Here are a few broad rules for staying safe on social media as it continues to evolve:

  • Don’t buy products online from people or businesses you’ve never heard of.  To purchase from small business owners, the most reliable sites are Society6, Etsy, Pixiv, Patreon, Zazzle, and RedBubble.  If you don’t know a platform, exercise caution.
  • Make purchases online using Paypal.  If a store turns out to be a scam, you can dispute the transaction through Paypal.  Never use an unfamiliar, third-party buying platform… especially GearLaunch!
  • Don’t make your passwords, or, more importantly, your password questions, intuitive or easily guessable.  Computer-generated, randomized passwords are currently the safest passwords available; likewise, random answers to questions are far better than any information that can be looked up on social media.
  • Have a way to verify information.  If someone sends you a link over Facebook, ask them what the link is before you click it.  If someone asks you to wire them money for an emergency, call them on the phone (or better yet, FaceTime them) to ensure it’s really them.  If you REALLY want to get creative, have a “password” to weed out doppelgangers from your real-life friends.  This also comes in handy in case there’s ever a “I don’t know which clone to shoot” scenario on a rooftop or the side of a cliff.  (I absolutely have secret “safe words” with my close friends to make sure no clone will ever be able to steal my identity.)  (Protip: having a bellybutton is also a very good method to avoid being mistaken for a clone.)

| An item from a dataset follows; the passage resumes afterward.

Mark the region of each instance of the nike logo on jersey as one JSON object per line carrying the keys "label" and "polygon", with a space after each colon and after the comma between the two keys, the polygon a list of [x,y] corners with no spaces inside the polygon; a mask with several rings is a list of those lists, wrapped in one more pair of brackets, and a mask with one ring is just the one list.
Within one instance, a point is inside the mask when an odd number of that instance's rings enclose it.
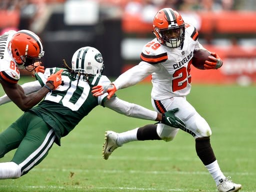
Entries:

  • Delay your purchases.  A lot of scammers rely on impulse purchasers to click and buy without thinking.  It’s easy to make a purchase and forget about it while you’re in your third or fourth hour of “doom scrolling.”  Pressure tactics are common.  If you’re on the fence, delay a purchase by 24 or 48 hours and then see how you feel.  Don’t fall for “flash sales” or super-special-blink-and-you’ll-miss-it deals.  Legit storefronts will run those deals again; stores that claim it’s a once-in-a-lifetime opportunity to get some outrageous discount are conning you by capitalizing on your FOMO.
  • If a price seems too good to be true, it probably is.

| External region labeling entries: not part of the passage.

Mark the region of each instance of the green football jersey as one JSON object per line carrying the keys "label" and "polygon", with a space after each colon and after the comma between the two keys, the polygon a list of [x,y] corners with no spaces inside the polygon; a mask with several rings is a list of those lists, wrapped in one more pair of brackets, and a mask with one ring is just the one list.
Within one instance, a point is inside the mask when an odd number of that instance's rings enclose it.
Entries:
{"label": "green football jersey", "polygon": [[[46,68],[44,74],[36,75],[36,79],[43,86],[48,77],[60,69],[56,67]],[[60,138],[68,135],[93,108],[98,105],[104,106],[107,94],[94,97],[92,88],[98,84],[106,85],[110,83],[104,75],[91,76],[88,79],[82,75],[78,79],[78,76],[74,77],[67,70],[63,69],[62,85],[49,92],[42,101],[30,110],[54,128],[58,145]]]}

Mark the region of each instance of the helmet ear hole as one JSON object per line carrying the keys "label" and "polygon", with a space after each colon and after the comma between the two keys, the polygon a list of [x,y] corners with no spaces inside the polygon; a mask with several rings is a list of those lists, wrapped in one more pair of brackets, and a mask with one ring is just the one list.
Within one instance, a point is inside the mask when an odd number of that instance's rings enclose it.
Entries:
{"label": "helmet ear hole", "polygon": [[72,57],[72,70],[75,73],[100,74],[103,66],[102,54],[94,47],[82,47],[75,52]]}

  • Copy-paste is your friend.  See an amazing item you just HAVE to have from a store you’ve never heard of?  Copy the image link and run it through a reverse-image search on images.google.com to check if it was lifted from Etsy.  Did your uncle just send you, via DM, a lengthy message that seems a little off?  Run it through Google and see if it’s a scammer script; his account might have been hacked, or duplicated.  Note that most MLM sellers follow scripts, as well, and those scripts are well-documented.  Be prepared to call MLMers out on their scripts.  Speaking of which…

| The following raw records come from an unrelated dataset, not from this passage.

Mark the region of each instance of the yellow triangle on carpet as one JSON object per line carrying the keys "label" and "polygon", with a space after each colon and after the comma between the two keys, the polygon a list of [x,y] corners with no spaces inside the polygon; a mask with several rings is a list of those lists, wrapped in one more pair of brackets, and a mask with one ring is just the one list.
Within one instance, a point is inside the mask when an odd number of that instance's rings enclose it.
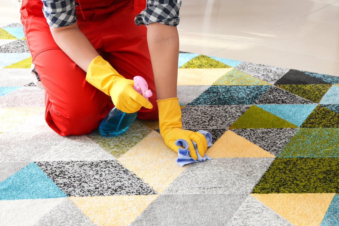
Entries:
{"label": "yellow triangle on carpet", "polygon": [[30,68],[32,64],[32,57],[20,60],[18,62],[4,67],[4,68]]}
{"label": "yellow triangle on carpet", "polygon": [[206,153],[215,158],[275,157],[230,130],[226,131],[216,141]]}
{"label": "yellow triangle on carpet", "polygon": [[3,28],[0,27],[0,39],[17,39],[15,36]]}
{"label": "yellow triangle on carpet", "polygon": [[178,154],[165,144],[161,135],[153,131],[117,160],[162,192],[185,169],[176,163],[177,157]]}
{"label": "yellow triangle on carpet", "polygon": [[179,68],[178,85],[211,85],[233,68]]}
{"label": "yellow triangle on carpet", "polygon": [[252,105],[228,128],[298,128],[294,124]]}
{"label": "yellow triangle on carpet", "polygon": [[116,196],[71,197],[69,199],[98,226],[128,225],[158,197]]}
{"label": "yellow triangle on carpet", "polygon": [[321,223],[335,193],[251,194],[296,226],[315,226]]}
{"label": "yellow triangle on carpet", "polygon": [[43,112],[44,107],[0,108],[0,132],[24,122],[28,117]]}

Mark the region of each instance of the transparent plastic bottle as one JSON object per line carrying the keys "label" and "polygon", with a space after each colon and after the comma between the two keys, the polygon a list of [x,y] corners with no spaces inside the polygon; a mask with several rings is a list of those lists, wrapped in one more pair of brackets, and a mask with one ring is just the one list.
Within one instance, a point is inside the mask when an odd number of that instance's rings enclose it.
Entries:
{"label": "transparent plastic bottle", "polygon": [[[136,91],[148,100],[152,95],[152,92],[148,89],[146,81],[141,76],[135,76],[134,86]],[[123,112],[114,107],[107,114],[100,123],[99,132],[104,137],[117,137],[122,134],[129,128],[134,121],[138,112],[133,113]]]}

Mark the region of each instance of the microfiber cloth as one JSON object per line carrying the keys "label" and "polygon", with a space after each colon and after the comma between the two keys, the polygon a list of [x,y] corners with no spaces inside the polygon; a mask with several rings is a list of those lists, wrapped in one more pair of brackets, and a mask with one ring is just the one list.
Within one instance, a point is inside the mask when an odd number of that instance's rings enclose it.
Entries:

  • Just say “no.”  If there’s anything all of these scams have in common, it’s that they manipulate YOU into providing something.  YOU are the one who has to click the link because you’re wondering if it’s really you in the video.  YOU are the one who has to say yes, you want to buy the shirt.  YOU are the one who has to respond and provide information to the scammer.  At the end of the day, the single best protection against online scammers is the simple power of “no.”  No, you won’t click the link.  No, you won’t provide information.  No, you won’t even explain why not.  You are simply opting out.  Full stop.  Scammers put a lot of social engineering into their craft, but ultimately it still relies on their mark to participate.  Before you get on social media, put yourself into the mindset that you do not need to take the bait, and that the power of “no” is more powerful than any scam Facebook can throw out at you.

“Fool me once, shame on you. Fool me twice, shame on me.”